Not only are queries and data ingestion faster, but the default compression of the data on disk is very good with DuckDB.
Postgres does not compress data by default and so the size of the data on disk is roughly the size of the data as an uncompressed CSV, clocking in for this portion of the data at 21 GB:
With Postgres 14, LZ4 compression, is now available for columns but it requires recompiling Postgres so this was not tested.
DuckDB reduces the CSV down to a stunning 1.7GB, which is actually smaller than the gzip file that the data was delivered in!
No doubt the column store architecture and the regularity of the data in our dataset helps but by default, DuckDB data is 12X smaller than Postgres on disk.
It’s not all roses with DuckDB. The CLI is still relatively new and sometimes had glitches like the progress bar not completing or hangs or crashes. As mentioned above, more syntax is needed for some queries since Postgres has a richer built-in library of functions. Another column-store database like ClickHouse has over 1,000 built-in functions and would obviate the need to do array operations in many cases.
Other Use Cases for DuckDB
DuckDB can also be run in the browser. This opens up interesting possibilities for other free Vantage tools like ec2instances.info which stores huge amounts of pricing data for AWS and Azure. The site is delivered statically so ideally more complicated pricing comparisons or region comparisons could be done client-side.

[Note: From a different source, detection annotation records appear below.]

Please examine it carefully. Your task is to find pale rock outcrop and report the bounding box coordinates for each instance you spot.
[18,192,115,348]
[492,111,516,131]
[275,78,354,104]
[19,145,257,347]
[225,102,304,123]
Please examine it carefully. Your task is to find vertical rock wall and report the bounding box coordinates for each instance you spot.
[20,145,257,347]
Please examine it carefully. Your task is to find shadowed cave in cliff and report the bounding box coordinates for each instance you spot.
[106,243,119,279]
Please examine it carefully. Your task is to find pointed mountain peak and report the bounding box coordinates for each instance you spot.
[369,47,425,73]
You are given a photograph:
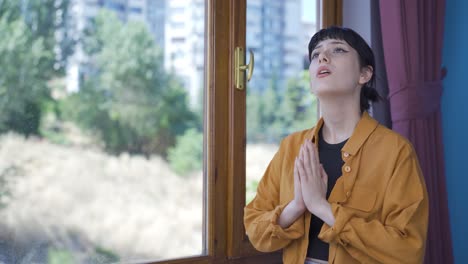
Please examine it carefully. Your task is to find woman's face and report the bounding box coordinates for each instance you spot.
[309,39,372,98]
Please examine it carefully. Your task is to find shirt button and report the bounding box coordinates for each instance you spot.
[345,166,351,172]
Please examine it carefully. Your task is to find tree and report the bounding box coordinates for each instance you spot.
[64,10,196,156]
[247,71,317,143]
[0,0,73,135]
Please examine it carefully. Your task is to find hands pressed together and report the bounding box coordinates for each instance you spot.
[293,140,335,226]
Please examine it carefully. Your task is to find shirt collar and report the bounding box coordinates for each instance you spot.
[308,112,379,155]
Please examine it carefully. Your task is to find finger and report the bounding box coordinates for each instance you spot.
[294,158,301,184]
[310,142,320,165]
[307,141,321,178]
[310,142,320,167]
[320,164,328,185]
[297,156,307,182]
[304,143,314,177]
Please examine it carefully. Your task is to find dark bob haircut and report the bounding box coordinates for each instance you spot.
[309,26,381,112]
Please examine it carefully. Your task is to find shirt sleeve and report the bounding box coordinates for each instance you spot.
[244,139,305,252]
[319,145,428,263]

The Future of Data Analysis
It is probably fair to say that Postgres was never the right tool for this job but DuckDB definitely is. The biggest analysis improvement was just the fact that the iteration loop for exploring the cost data set was much faster. Indeed, we produced more data for the Q4 Report than we did for the Q3 Cloud Cost Report and did so in a shorter time. Not needing to create derivative tables for most queries and using a fraction of the disk space for the dataset were also big wins. As the amount of cost data Vantage processes grows with the growth of our customer base and the addition of new integrations, we are excited to still be able to process it all in seconds for future reports and applications.